The Grand Plan of John Jacob Astor, America's Richest Man
Though his fur empire was headquartered in New York City, John Jacob Astor, an immigrant from Germany, viewed his growing business as a global enterprise. He had launched his business by selling furs of North American beavers in Europe, and later expanded to selling furs to China.
He reasoned that if he could set up a fur trading outpost on the Pacific coast of North America, he could transport the furs directly across the ocean to the Chinese market.
In China, Astor's traders would exchange the furs for tea and other export goods which would then be transported back for sale, at enormous profit, in New York City.
Astor's plan was extraordinarily ambitious, and he was determined to make it work.
Astoria's Settlers Would Travel By Land and By Sea
After Lewis and Clark had returned from their expedition in 1806, Astor realized that it was possible to trek overland to the Pacific Ocean. So he devised a plan by which a party of trappers and explorers would walk westward to Oregon.
At the same time, a ship would leave New York City, sail around the tip of South America, and sail up the Pacific Coast and establish a settlement at the mouth of the Columbia River.
The two groups would link up, and the settlement would begin operations as a fur trading outpost.
Bad Luck Plagued Fort Astoria
The seagoing part of the expedition left New York City in September 1810 aboard the ship Tonquin. After rounding South America, the ship visited Hawaii, where it picked up supplies, and finally reached the mouth of the Columbia River in present day Oregon in March 1811.
The group aboard the Tonquin founded Fort Astoria, the present day site of Astoria, Oregon.
In June 1811, after the fort was established, the Tonquin sailed up the coast and encountered hostile Indians. The crew was massacred and the ship was destroyed.
The men at Fort Astoria, though shaken by the loss of the ship, continued to set up their trading post, and established friendly with local Indians.
The overland expedition which traveled across the continent faced its own hardships.
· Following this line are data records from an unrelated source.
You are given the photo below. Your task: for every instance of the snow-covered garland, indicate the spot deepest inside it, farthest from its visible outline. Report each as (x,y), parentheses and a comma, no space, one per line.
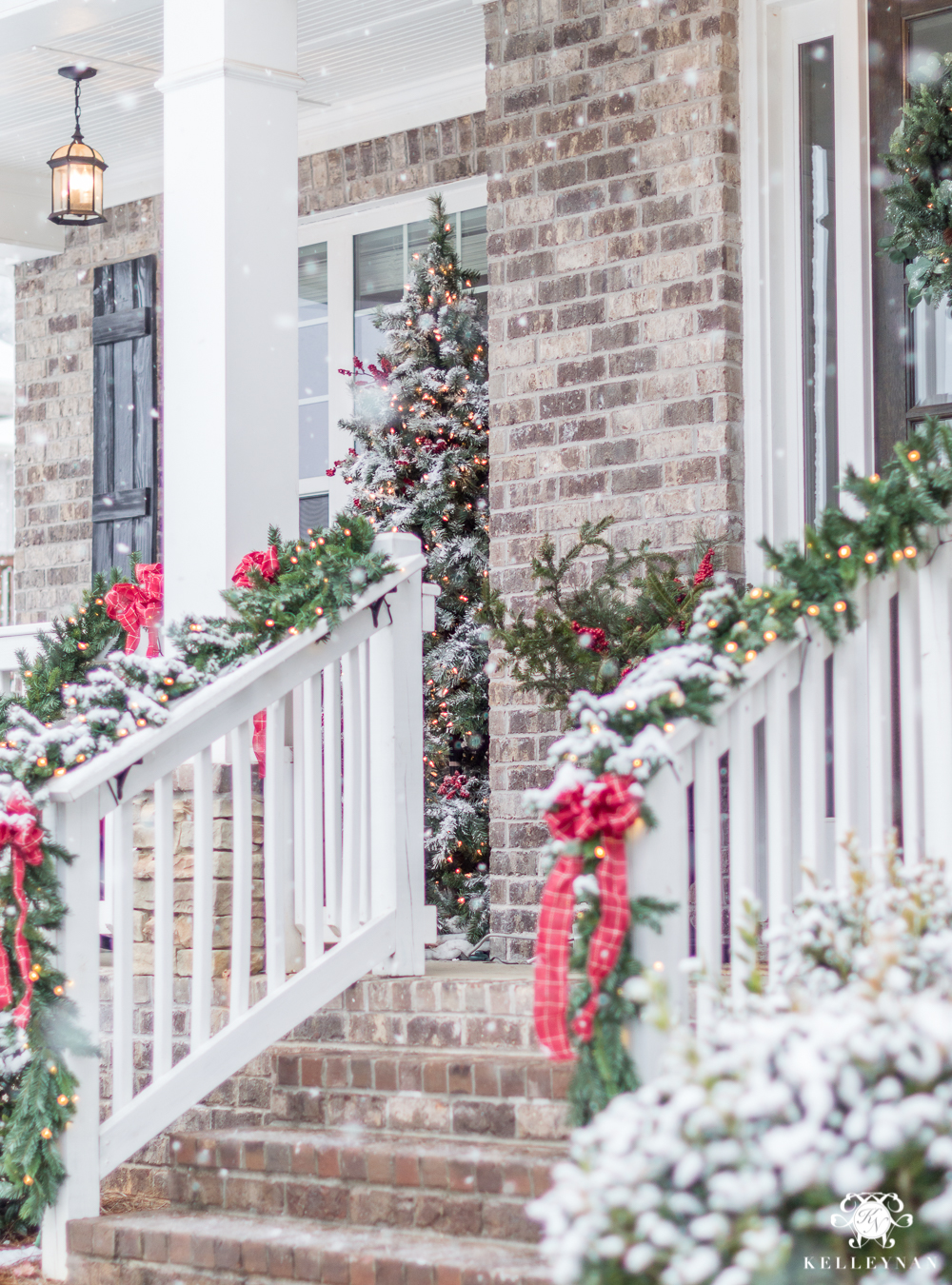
(622,734)
(296,584)
(768,1130)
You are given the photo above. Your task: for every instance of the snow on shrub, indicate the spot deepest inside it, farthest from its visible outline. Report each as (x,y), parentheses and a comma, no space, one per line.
(837,1079)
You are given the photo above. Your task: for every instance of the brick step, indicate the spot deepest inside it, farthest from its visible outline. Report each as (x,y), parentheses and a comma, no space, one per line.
(434,1091)
(164,1248)
(389,1179)
(456,1010)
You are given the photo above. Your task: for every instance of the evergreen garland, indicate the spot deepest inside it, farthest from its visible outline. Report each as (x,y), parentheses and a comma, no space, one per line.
(422,426)
(77,703)
(920,205)
(624,731)
(588,631)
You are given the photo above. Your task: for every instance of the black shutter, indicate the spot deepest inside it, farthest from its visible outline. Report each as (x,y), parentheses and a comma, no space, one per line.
(124,417)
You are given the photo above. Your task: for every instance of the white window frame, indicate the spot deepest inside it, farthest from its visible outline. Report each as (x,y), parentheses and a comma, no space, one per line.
(338,228)
(770,125)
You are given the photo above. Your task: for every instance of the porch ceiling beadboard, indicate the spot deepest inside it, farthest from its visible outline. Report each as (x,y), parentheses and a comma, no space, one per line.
(360,80)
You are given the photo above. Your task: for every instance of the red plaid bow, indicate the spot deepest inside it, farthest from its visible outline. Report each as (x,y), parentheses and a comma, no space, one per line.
(22,834)
(265,563)
(268,567)
(608,808)
(134,605)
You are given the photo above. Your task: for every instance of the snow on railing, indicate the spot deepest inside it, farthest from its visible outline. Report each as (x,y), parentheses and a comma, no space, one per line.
(823,745)
(342,861)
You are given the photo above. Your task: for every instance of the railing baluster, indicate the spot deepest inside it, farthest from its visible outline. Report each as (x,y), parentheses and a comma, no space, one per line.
(742,821)
(936,630)
(241,867)
(365,793)
(164,946)
(312,797)
(706,860)
(118,834)
(851,741)
(202,900)
(812,855)
(275,874)
(780,883)
(76,826)
(333,785)
(353,763)
(881,751)
(911,717)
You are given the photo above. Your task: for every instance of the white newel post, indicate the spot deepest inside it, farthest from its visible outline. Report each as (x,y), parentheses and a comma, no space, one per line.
(76,826)
(396,763)
(230,441)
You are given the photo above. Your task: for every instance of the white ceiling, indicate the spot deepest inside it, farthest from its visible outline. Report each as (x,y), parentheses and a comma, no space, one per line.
(367,69)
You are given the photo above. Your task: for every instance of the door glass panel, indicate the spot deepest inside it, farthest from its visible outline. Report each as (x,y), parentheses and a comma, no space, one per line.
(928,39)
(819,259)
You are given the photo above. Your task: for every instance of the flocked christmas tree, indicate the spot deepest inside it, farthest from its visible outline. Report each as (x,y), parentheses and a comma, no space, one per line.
(420,425)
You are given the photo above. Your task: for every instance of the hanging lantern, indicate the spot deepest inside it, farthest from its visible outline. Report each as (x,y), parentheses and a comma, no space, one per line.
(77,169)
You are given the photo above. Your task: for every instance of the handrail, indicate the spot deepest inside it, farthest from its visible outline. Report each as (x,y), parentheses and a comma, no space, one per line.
(338,855)
(160,749)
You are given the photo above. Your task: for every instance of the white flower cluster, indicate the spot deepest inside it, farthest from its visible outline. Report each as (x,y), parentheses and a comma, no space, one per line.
(764,1122)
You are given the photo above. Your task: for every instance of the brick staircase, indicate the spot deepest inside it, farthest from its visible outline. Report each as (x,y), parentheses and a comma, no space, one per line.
(407,1128)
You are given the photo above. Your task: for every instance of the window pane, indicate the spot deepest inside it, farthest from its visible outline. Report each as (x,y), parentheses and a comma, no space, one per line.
(928,40)
(313,513)
(312,440)
(312,282)
(932,327)
(473,245)
(378,267)
(418,235)
(819,257)
(312,360)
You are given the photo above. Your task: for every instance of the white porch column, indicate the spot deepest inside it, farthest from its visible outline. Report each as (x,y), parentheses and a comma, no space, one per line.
(230,440)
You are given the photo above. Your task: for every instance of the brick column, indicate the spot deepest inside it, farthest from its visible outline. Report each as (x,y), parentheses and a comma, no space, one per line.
(614,306)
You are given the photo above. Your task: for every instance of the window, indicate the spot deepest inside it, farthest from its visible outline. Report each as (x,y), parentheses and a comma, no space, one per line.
(349,263)
(912,351)
(819,268)
(382,261)
(313,378)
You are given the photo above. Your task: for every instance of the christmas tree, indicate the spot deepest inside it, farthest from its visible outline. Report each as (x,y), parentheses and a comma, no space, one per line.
(422,466)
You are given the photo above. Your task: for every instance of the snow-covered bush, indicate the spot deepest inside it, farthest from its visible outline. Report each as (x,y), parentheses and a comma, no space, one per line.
(835,1081)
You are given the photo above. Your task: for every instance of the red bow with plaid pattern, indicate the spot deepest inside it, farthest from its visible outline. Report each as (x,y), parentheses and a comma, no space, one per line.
(606,808)
(134,605)
(22,834)
(268,565)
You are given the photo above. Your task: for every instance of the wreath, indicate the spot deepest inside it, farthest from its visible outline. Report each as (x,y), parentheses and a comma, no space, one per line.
(920,205)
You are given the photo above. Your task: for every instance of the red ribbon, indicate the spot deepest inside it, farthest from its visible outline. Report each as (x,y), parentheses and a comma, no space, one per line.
(604,808)
(134,605)
(22,834)
(268,565)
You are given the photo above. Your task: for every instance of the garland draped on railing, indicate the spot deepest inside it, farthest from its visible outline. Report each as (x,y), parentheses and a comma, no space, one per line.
(290,587)
(622,734)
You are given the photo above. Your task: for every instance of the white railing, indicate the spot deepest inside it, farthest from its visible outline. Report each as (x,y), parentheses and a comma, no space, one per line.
(820,745)
(342,859)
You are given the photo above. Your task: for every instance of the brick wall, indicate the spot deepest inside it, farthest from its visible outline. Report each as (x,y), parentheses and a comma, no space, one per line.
(54,406)
(397,162)
(614,314)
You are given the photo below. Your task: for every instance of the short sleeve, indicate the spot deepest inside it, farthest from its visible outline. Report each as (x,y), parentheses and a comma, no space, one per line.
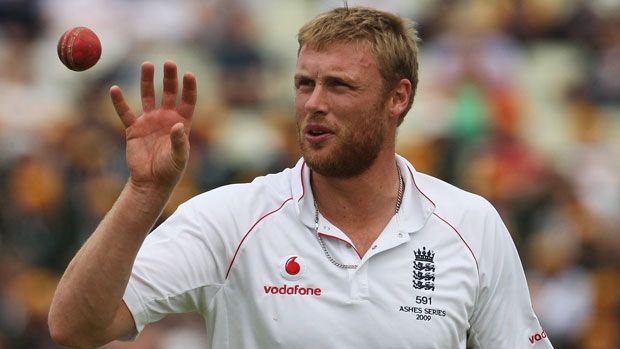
(503,316)
(178,268)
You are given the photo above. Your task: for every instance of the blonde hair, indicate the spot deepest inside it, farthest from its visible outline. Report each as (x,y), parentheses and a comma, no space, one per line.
(392,40)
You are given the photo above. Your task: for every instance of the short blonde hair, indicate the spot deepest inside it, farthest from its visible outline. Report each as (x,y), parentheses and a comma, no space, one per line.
(392,39)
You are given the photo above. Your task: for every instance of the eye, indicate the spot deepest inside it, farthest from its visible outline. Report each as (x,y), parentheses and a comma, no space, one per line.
(304,83)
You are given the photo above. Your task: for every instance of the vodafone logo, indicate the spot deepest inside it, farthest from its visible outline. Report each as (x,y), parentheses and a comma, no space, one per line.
(293,268)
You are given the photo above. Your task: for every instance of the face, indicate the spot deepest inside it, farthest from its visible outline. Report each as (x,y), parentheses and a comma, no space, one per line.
(341,110)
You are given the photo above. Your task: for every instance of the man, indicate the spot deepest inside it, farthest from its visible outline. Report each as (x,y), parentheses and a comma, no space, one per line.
(351,248)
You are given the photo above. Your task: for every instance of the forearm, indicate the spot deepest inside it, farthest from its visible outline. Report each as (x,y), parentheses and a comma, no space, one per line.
(90,292)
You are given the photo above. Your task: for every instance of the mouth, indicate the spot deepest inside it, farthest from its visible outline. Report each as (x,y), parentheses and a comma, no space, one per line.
(317,133)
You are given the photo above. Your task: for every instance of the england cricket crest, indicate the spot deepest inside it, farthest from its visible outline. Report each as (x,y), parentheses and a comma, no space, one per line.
(424,270)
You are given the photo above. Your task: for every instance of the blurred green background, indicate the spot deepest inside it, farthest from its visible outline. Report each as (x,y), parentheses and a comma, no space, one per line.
(519,101)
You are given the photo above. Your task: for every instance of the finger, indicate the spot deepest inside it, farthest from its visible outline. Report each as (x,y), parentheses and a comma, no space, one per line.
(147,87)
(121,107)
(180,145)
(171,86)
(188,96)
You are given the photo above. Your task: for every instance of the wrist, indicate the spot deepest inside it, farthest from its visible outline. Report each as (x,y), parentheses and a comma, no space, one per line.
(148,199)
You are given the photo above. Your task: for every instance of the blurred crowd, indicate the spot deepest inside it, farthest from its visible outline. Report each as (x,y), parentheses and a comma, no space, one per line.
(519,101)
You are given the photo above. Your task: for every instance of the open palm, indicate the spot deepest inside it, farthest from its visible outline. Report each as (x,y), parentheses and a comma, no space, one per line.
(157,140)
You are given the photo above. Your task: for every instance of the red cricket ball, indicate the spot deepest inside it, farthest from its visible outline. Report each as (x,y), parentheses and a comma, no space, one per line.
(79,48)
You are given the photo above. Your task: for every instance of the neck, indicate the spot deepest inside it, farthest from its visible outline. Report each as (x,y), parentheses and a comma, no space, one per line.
(370,195)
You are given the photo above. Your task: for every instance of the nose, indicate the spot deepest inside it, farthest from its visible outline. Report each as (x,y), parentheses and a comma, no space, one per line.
(317,102)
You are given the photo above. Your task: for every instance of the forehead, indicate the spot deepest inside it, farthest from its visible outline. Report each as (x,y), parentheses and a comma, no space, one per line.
(353,59)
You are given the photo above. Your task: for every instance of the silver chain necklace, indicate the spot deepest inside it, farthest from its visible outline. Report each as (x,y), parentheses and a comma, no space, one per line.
(399,201)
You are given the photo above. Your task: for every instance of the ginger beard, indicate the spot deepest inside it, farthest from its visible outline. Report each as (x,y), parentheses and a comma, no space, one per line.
(354,148)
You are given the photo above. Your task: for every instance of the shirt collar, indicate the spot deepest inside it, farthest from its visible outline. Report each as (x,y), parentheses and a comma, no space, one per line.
(414,212)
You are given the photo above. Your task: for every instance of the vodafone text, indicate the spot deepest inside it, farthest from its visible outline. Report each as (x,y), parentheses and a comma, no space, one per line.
(292,290)
(538,337)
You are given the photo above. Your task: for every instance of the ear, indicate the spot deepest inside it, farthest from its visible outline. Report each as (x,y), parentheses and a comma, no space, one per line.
(399,98)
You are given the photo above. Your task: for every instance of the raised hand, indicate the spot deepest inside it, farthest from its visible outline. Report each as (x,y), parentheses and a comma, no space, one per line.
(157,140)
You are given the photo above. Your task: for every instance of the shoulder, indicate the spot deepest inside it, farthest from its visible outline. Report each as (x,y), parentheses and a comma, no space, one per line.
(244,200)
(471,216)
(450,201)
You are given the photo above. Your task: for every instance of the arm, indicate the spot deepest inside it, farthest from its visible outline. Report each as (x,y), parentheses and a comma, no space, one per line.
(503,317)
(87,309)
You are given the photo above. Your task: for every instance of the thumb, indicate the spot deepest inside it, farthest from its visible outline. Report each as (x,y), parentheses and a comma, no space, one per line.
(180,143)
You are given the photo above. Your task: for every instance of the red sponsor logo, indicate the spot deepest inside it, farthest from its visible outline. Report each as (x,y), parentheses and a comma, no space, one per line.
(538,337)
(292,290)
(291,266)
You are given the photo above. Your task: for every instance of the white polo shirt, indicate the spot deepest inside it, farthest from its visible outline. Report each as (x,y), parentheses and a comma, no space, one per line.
(444,273)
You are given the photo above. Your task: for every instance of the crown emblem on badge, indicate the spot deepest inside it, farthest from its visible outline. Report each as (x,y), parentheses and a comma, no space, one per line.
(424,255)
Leaving St. Louis in late 1810, about four dozen men arrived on the Oregon coast by early 1812.
The War of 1812 Interferes With Fort Astoria
On June 29, 1812 one of the men who had come on the Tonquin, Robert Stuart, left Fort Astoria to trek eastward, intending to inform John Jacob Astor in New York City of the loss of the Tonquin and the need for supplies at Fort Astoria. What Stuart did not know when he departed was that the United States had declared war on Britain 11 days earlier.
Seven months later the men at Fort Astoria heard from British traders who had set up a trading post nearby that the two nations were at war. Fearing that a British ship was coming to seize Fort Astoria, the men sold the outpost to the British trading company.
The Oregon Trail Was the Real Legacy of Fort Astoria
When the overland expedition had traveled westward to Fort Astoria, the men were not successful in finding a reliable trail through the Rocky Mountains. However, Robert Stuart's group, carrying the dispatches for John Jacob Astor, had much better luck in finding passes and establishing what in later years would be called the Oregon Trail.
For decades the trail blazed by Stuart (who did eventually reach St. Louis and then traveled to New York on horseback) would be something of a secret among fur traders. But in the early 1840s "emigrants," as the early settlers were called, began using the trail. And by the end of the 1840s tens of thousands of settlers and their prairie schooners made a steady procession westward along the Oregon Trail.
Fort Astoria never lived up to what John Jacob Astor envisioned. But his ambitious project yielded a great unexpected benefit, as the men bringing bad news to him had found the path that made westward expansion possible.